Writing from Home

Home has always been more strange than familiar.

This is a video clip I found while going through old stuff on my computer today. It shows my sister throwing rocks into the lake by our house. You can hear Nana laughing. I’m also laughing to myself right now because the clip is actually labeled “WhatWeDoforFuninFlorida.mov” in my videos folder.

I make fun of Florida a lot. I was born here and I’ve lived here all my life. It’s quite a strange place to live, to be honest, if you don’t know anything about it outside of your occasional trip down to Disney World (or any of the other theme parks) or to Sanibel Island for the nice beaches. Although, if you watch the news enough, you might know something about how often people get murdered too. The perpetual heat makes people do crazy things, I think. I also live in one of the most popular counties (and attended one of the most overcrowded universities), so it is the very definition of hot and crowded.

Karen Russell, author of Swamplandia!, often uses Florida as fodder for her fiction, spinning it into her own mythology and an eccentric ensemble of characters. I write about it sometimes too. I write about neighbors and neighborhoods a lot, and hurricane parties. I remember writing a short story once about a gated community where the neighbors all gather outside after a hurricane has passed them over. That’s one unique experience that I’ve lived through quite a few times. It’s an interesting experience seeing all the people gather into the streets – sometimes people you hardly know at all – and sit down together to share some lunch, games, and conversation.

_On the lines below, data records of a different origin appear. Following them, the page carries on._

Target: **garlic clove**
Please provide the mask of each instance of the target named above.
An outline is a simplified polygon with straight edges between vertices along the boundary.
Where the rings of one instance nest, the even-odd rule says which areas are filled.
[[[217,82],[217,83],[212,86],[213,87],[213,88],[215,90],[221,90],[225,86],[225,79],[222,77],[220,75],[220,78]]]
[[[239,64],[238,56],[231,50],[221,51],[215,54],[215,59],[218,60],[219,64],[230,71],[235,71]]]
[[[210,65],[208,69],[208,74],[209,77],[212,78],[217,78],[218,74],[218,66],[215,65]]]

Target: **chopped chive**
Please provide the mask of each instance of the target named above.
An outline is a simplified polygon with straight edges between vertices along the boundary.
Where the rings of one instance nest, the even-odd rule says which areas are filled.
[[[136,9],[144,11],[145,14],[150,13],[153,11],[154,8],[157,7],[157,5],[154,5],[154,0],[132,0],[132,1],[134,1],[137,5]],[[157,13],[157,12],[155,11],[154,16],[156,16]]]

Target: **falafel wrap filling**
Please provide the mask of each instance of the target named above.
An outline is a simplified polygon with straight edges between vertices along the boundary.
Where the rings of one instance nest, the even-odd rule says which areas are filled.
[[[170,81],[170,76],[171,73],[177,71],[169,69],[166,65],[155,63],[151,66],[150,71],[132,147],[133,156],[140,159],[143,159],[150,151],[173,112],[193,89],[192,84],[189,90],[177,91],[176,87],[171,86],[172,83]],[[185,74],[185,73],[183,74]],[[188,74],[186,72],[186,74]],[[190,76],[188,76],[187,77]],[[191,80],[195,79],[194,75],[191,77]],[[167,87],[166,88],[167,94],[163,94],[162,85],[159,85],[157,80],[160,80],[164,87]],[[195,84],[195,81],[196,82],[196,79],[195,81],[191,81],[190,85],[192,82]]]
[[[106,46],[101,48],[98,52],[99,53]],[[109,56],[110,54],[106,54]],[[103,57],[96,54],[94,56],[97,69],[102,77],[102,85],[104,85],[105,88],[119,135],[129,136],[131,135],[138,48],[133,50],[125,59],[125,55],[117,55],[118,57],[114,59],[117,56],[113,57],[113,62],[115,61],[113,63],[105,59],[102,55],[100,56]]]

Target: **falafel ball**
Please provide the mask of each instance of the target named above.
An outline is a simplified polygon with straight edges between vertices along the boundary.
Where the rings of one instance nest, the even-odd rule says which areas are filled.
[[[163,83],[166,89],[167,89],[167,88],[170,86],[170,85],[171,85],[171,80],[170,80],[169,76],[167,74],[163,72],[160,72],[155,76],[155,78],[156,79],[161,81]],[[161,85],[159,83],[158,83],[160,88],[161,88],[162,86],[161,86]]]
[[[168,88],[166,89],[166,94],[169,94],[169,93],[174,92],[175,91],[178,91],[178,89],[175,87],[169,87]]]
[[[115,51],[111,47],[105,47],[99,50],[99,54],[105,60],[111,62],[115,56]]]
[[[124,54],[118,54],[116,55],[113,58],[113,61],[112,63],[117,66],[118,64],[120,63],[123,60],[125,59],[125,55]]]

Other than that, I write about escape too. I think about leaving. Really, there isn’t much here to see besides all the housing communities, shopping plazas, and miles and miles of sprawl. I sometimes wonder how things would’ve been different if I grew up in a city in New York instead, which is where my parents are from. How different it is there. I wonder if I would’ve grown up into a writer at all. I say this because, as a child, boredom and an overactive imagination were a potent combination, and Florida – despite how much I pick it apart – has proven to be the perfect place to grow something like that. New York would’ve made the process almost too easy, maybe, for something like that to happen. Maybe all the color and culture would’ve been too much – there would’ve been less reason for me to write as a kid because the stories would be happening to me instead of me having to make them up for myself.

Edit: I received a comment about this post elsewhere discussing how I was implying that people who come from the city are more likely to have a weak imagination, which is obviously not true. Plenty of great writers come from such environments and I didn’t mean to insinuate that. This post is more speculation about my own personal trajectory.